When I was an engineer, my mentor told me I had to choose. I could either get things done or I could take credit for getting things done. There is simply not time be the best at both. It seemed incredibly unfair at the time, but all my subsequent experience showed that I was better off getting things done and pairing up with people who wanted to spend time getting credit (they usually shared credit anyway — at a fraction of the energy and time it would have taken to master the politics of getting known).
I chose the former, and I believe Roger Williams did too. To the degree he was known at all, until recently, it was from what his archenemies said. It is astounding how Anne Hutchinson, his peer in time and place, and banished by the same people, is more famous. She has no publications or other public milestones. He has many. She did have a wealthy loving family, and you could perhaps count all feminists in her extended family, who want to keep her memory alive.
I first found Roger Williams while hunting for my family. My mother assigned me a guy, George Mount, 14 generations back. He happened to live near where I was living. That guy, like Anne, had no publications. It was hard to hear his voice. Oral history mentioned how he first came to New Jersey to get away from the dictatorial control of Roger Williams in Rhode Island.
One of the things we know about George Mount is that one of his ears was lopped off. That could be punishment for being Baptist in Massachusetts, or further back in his history for having Puritan leanings in England, or it could have been a punishment for petty theft. Most of the time it was for brave expression of thought. People wore lopped off ears like badges of honor. That intrigued me. Did Roger order George Mount’s ear lopped off? I think it highly doubtful given what I now know.
Soon, Roger Williams became my primary target of research. Our local Baptist church turned out to think he was a character in their history, though he was only briefly a Baptist. Then the book 1491 by Charles Mann indicated he was a most astute observer of Algonquian Native American culture. On further inspection, so much had been lost in the assimilation of these people with European culture that sometimes his publications are referenced for facts about the language of this people group.
Then I learned about the blizzard. I raced a bicycle in the ice and snow once. I can relate to surviving a blizzard. Most people would have ended up walking in confused circles but Roger Williams resurfaced with redesigned institutions for his new settlement. Roger Williams had more impact than George Mount, and probably deserves at least as much billing as Anne Hutchinson — he is the original architect of the separation of church and state.

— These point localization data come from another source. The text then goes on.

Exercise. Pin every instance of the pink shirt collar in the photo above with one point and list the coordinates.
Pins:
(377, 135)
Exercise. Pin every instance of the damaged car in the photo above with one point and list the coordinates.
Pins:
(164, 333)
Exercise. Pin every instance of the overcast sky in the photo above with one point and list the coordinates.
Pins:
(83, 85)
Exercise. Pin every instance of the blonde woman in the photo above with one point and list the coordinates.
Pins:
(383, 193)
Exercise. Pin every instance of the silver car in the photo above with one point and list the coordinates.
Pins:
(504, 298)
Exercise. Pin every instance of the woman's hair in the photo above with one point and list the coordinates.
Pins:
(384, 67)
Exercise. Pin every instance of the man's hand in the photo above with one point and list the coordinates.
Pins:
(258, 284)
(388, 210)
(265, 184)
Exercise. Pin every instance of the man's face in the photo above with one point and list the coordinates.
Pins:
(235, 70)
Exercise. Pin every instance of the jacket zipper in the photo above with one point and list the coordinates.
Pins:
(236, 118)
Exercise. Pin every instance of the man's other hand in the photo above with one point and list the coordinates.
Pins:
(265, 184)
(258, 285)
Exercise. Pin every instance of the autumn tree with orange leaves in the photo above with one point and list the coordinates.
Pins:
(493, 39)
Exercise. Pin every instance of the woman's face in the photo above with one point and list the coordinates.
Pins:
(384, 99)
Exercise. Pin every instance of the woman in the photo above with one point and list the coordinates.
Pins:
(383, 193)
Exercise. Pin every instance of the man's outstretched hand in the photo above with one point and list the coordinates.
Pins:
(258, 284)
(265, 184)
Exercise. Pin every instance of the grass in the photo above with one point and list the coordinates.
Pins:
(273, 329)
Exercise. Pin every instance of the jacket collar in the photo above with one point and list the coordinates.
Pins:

Roger’s native European culture was so anti-freedom-of-conscience that you had to remake society to make freedom work. He used a new principle, the separation of church and state. He derived his principle from the Bible’s Jeremiah —that a government must be limited to keeping civil peace. To go along with that he promoted a new style of church — one that required one to voluntarily believe before being allowed to participate in worship or become a member. On top of that, he had some novel ideas that more than just landowners should able to vote to make decisions in a community — ideas that were influenced by how he saw the Algonquian govern themselves. The specific Algonquians Roger came to respect were of a different kind of democracy. You voted with your feet if you were unhappy. Allowing tribe members the freedom to choose who they followed changed everything from how they went about war to how they treated their spouses.
Because Roger Williams believed in freedom of conscience and most around him didn’t get it, he was accused of being complicit in every strange belief that came to his territory. Much of his later writing is of him trying to state on paper that he was not complicit.
When John Barry published his book Roger Williams and the Creation of the American Soul: Church, State, and the Birth of Liberty I paused my project. Then I read his book. If you want a blow-by-blow account of what men did in political bodies in England and New England, go read his book. To understand why Roger did the things he did— why as a minister and a social engineer he endured through those politics — then there is a different story to tell.
I chose fiction, as nonfiction implies obligation to list plausible alternatives. Sometimes, even though we don’t know exactly how a thing happened, the preponderance of the evidence says something like that did happen. As my mentor also said, “if it walks like a duck, talks a duck and looks like a duck, it is a duck”. The difference between my story and other biographies is that I took Roger at his word and started from there.